After the put in the gorge closes in around you and an ominous roar heralds your arrival at the top of Smith's Falls. Find a wave, or if your life insurance is up-to-date catch a ride in the big hole on the right side. Beware of plummeting bungy jumpers off the second of the Twin Bridges. Violence may ensue if you try to get out on their platform unless it's a dire emergency - exit here at your own peril.
The best surfing on Do Little Do Nothing is at about 165 cumecs, on the 3rd wave back where you can cross over to river right or recycle behind the rock on river left. The front wave is good at flows >300 but hard in short boats. A long stretch of canyon with excellent eddy lines leads into the final and crux rapid, Dog Leg.
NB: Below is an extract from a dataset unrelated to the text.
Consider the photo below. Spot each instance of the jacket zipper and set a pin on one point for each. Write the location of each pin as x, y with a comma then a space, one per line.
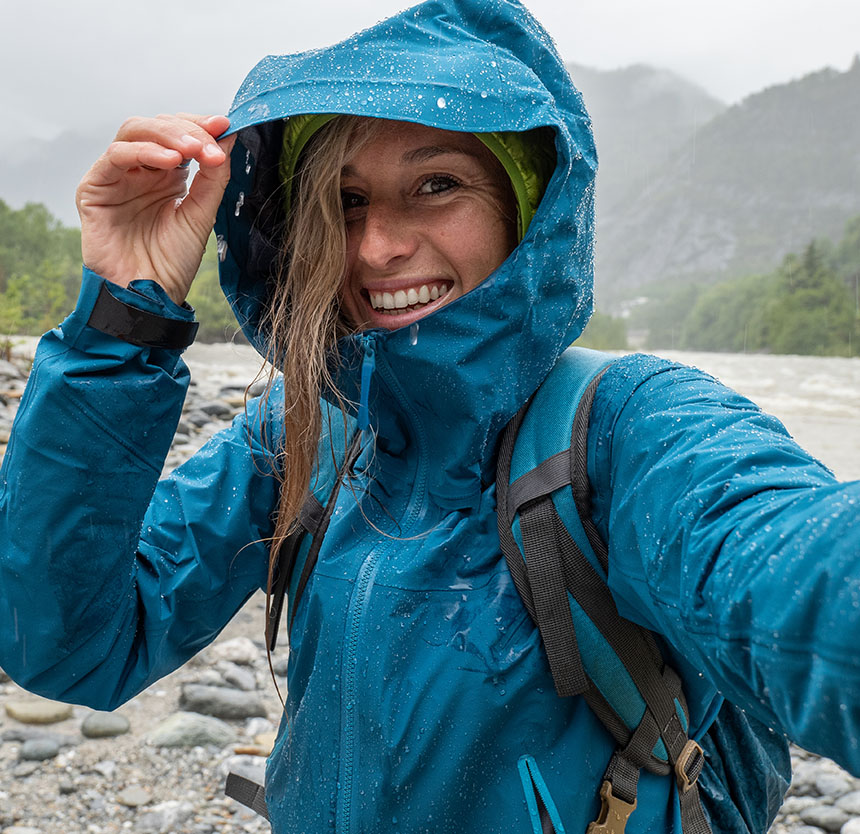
363, 587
Out of control surfing in the first part of Dog Leg is not to be missed-but often is as the waves are fast and difficult to catch. Head left around the island and look for waves and a ledge hole on the left. The take out is on the right just beyond here and getting out here is a good idea as Nevis Bluff lies just a few kilometres downstream and there are no more take outs.
Camping at the take out is lovely, and there are some premium spots among the trees. At this stage it is free so let's look after it. We can keep it that way by cleaning up after ourselves and using the toilets provided. If you plan to stay a while and use an open fire please bring your own firewood. After two decades of use people have pruned, cut and savaged the resident trees to a seriously depleted state. New wineries have been sprouting all around the area so make sure you pay a visit or three.
To get to the put in: drive on SH6 between Queenstown and Cromwell. About 4km east of the Arrow River bridge is a gravel turning area with a road leading down to a carpark. A track leads to the river. Rafters clip their rafts onto a steep ‘zip' wire. I know of kayakers who clip their boats onto the raft wire. I have also seen boats split from the impact at the bottom. Your choice.
To get to the take out: the take out is further along SH6 towards Cromwell, down the first turn left (dirt road sign posted 'Rafters Road') after the Gibbston Winery, or 150m after a sign to Coal Pit Rd. Drive down to the obvious camping/parking area.